Combine plots with built-in Maxima, trajectory in Sage available?

edit

Thank you very much! I didn't know about desolve_rk4. Due to the name I assume it's about a Runge-Kutta method. Great, the two curves overlap. I've noticed that desolve itself gives a wrong output. Try this: y=function('y')(x)desolve(diff(y)==4*y/x+x*sqrt(y),y,ics=[1,1]). It gives you a minus sign instead of a plus sign in 1/4*x^4*(log(x)+2)^2 (after factorizing the output). Mathematica outputs both. Should I open a new thread about this?

Yes, you can find the documentation of desolve_rk4 in Sage by typing desolve_rk4?. I found it in the online reference manual under Solving differential equations. Please open a new thread about the problem with desolve.

Actually, I want to check if the computed trajectory (by Maxima) coincides with my function graph. Is there a way to combine those plots to one figure via Maxima? Or alternatively, is there a way to make Sage compute trajectories like Maxima does? I need the combination of both abilities, the one by Sage (combining several plots to one) and the other by Maxima (computing/displaying trajectories without having to solve the differential equation manually).

What feature of maxima is missing in Sage ? The only code from maxima that i see is the plotting, so i just explained how to move that part in Sage.

Specifying trajectory_at in Maxima produces an integral curve, which you can get in Sage e.g. by desolve_rk4 (see my answer).

"What feature of maxima is missing in Sage ?" Computing trajectories. In Maxima, after the direction field has been plotted, you can click on some point and then there will be displayed the corresponding trajectory. A great interactive feature! I haven't seen that in Sage yet.

Yes, the outputs are (seem to be) true for general solutions of this differential equation. But when it comes to initial values, at least (1,1), it gives a false output. Try this: y=function('y')(x);desolve(diff(y)==4*y/x+x*sqrt(y),y,ics=[1,1]).factor(). The output is 1/4*x^4*(log(x) - 2)^2 instead of 1/4*x^4*(log(x) + 2)^2. To get the two outputs in Mathematica, run this: DSolve[{D[y[x], x] == 4*y[x]/x + x*Sqrt[y[x]], y[1] == 1}, y[x], x].
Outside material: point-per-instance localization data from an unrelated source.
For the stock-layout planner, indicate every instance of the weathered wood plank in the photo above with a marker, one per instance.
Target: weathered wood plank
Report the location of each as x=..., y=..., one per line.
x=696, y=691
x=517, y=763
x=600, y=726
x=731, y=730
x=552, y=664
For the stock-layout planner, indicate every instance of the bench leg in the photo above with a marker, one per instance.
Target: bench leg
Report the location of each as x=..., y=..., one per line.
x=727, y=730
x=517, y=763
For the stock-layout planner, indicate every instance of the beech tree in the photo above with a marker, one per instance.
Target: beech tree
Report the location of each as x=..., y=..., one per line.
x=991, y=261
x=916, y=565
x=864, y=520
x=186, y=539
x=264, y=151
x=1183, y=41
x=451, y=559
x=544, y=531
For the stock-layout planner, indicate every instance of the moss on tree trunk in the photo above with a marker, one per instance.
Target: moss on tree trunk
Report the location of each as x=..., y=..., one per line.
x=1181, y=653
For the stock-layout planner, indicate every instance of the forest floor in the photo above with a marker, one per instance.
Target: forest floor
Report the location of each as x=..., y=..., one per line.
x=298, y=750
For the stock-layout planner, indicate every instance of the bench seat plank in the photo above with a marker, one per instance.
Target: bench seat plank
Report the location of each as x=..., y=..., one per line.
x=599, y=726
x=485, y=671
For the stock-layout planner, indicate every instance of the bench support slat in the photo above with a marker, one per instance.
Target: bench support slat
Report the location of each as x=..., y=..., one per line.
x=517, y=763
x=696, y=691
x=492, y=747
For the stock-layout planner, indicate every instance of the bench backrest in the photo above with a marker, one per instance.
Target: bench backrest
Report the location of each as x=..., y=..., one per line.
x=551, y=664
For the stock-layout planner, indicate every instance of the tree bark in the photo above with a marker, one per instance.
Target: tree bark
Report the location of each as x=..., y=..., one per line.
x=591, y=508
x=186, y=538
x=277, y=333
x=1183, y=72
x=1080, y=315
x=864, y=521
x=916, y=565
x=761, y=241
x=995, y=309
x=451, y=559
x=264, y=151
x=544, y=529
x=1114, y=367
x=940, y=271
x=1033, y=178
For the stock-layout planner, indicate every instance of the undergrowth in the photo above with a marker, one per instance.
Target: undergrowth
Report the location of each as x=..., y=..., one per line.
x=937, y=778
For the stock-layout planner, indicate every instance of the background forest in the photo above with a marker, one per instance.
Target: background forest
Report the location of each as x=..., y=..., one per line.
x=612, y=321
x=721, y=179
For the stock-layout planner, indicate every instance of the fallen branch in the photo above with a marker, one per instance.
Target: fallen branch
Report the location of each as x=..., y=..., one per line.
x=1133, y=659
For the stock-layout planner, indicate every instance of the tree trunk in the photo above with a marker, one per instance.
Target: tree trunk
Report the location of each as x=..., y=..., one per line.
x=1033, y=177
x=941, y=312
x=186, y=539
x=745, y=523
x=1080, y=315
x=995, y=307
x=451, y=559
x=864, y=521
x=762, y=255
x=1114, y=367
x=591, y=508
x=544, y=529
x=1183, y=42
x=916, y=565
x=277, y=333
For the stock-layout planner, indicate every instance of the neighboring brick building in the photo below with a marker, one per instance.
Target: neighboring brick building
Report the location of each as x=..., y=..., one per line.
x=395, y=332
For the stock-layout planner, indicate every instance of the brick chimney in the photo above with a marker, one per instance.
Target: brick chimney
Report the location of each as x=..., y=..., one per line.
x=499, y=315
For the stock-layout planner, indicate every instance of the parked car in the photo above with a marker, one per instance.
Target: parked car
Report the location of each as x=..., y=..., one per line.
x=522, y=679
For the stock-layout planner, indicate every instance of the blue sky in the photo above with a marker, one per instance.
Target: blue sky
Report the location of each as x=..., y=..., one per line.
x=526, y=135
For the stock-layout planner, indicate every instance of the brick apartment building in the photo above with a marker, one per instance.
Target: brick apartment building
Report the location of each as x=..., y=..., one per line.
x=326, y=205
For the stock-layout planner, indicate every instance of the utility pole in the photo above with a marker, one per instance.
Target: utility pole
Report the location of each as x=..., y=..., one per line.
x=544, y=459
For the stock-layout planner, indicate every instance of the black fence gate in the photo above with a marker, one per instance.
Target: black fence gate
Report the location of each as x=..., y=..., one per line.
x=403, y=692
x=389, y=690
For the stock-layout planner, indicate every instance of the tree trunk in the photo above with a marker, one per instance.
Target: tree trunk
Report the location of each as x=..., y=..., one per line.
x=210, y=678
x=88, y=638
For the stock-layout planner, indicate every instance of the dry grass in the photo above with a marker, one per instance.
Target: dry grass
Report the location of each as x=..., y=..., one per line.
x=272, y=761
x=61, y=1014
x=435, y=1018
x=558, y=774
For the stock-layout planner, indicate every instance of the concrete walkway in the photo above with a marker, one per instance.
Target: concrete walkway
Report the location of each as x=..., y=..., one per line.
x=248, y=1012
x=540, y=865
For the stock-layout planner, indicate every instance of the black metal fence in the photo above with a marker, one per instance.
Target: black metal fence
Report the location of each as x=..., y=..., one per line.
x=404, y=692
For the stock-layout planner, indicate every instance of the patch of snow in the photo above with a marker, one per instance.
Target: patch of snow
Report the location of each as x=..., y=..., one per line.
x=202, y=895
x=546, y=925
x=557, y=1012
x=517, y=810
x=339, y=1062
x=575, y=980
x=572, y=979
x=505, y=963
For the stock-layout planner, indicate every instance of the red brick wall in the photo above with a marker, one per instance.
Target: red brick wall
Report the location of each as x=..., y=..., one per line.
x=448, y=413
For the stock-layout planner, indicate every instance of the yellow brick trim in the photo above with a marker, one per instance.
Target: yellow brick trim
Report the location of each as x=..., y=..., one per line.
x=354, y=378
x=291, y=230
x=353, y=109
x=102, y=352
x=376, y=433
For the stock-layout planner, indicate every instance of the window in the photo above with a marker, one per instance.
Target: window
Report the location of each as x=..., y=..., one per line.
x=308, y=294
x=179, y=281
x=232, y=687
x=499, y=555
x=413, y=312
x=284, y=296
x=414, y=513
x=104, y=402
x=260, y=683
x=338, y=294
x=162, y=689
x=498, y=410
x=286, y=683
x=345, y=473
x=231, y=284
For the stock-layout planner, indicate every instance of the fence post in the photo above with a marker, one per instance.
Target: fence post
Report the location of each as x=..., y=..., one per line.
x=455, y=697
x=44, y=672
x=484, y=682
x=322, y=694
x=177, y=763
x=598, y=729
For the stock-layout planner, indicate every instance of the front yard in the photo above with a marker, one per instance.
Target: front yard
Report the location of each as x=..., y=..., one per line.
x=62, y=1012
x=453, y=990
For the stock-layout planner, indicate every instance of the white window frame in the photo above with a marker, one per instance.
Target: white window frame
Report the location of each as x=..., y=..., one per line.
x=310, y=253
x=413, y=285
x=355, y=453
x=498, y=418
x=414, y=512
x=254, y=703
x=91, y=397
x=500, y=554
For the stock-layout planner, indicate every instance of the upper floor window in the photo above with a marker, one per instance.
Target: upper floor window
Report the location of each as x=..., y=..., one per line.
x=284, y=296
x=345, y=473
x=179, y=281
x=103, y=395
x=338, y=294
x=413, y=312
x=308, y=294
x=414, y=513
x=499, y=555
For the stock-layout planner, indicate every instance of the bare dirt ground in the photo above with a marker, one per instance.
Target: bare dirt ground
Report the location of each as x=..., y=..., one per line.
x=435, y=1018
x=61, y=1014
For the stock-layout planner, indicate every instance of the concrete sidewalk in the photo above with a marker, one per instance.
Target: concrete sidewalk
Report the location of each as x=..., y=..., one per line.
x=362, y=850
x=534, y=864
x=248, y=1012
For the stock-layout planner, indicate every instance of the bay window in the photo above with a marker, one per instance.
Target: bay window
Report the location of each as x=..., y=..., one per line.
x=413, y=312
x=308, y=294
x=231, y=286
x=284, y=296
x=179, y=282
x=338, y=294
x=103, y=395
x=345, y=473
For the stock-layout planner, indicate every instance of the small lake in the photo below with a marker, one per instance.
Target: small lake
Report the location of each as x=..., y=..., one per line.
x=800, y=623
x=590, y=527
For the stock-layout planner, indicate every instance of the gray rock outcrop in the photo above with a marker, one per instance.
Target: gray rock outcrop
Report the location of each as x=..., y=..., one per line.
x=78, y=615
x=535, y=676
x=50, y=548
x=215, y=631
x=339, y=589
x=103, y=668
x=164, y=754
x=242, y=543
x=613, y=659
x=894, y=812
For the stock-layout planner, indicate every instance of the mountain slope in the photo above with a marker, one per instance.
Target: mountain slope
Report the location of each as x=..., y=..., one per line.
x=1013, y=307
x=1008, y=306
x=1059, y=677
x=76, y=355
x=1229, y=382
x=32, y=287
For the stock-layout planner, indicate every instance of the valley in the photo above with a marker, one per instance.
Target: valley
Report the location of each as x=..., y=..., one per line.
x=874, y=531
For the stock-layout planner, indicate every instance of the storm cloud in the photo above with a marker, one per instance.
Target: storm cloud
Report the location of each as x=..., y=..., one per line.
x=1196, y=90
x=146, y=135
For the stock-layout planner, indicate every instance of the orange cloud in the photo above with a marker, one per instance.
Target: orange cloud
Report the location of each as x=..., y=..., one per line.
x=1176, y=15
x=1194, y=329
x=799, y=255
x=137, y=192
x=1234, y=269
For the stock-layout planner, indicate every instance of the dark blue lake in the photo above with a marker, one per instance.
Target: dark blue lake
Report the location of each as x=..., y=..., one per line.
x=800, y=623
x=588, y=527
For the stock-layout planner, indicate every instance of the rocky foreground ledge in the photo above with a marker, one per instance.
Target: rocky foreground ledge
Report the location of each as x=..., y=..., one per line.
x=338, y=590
I see what you mean : your initial condition set admits both -1 and 1 as roots for _C, but your differenial equation E1 is verified only for _C=1. Mathematica gives you both solutions without warning, and Maxima picks the wrong one.

Film at 11...

BTW : sympy complains of NotImplementedError: Initial conditions produced too many solutions for constants, and throws the towel. giac seems to pick the right one.

Workaround :

• Solve the (system of) differential equation(s), getting a solution with symbolic constants (usually not declared : declare them to Sage...)
• Build a system composed of the ICS and the original differential equation(s).
• Solve this system for the symbolic constants.

I consider this behavior a bug. Can you please open a ticket?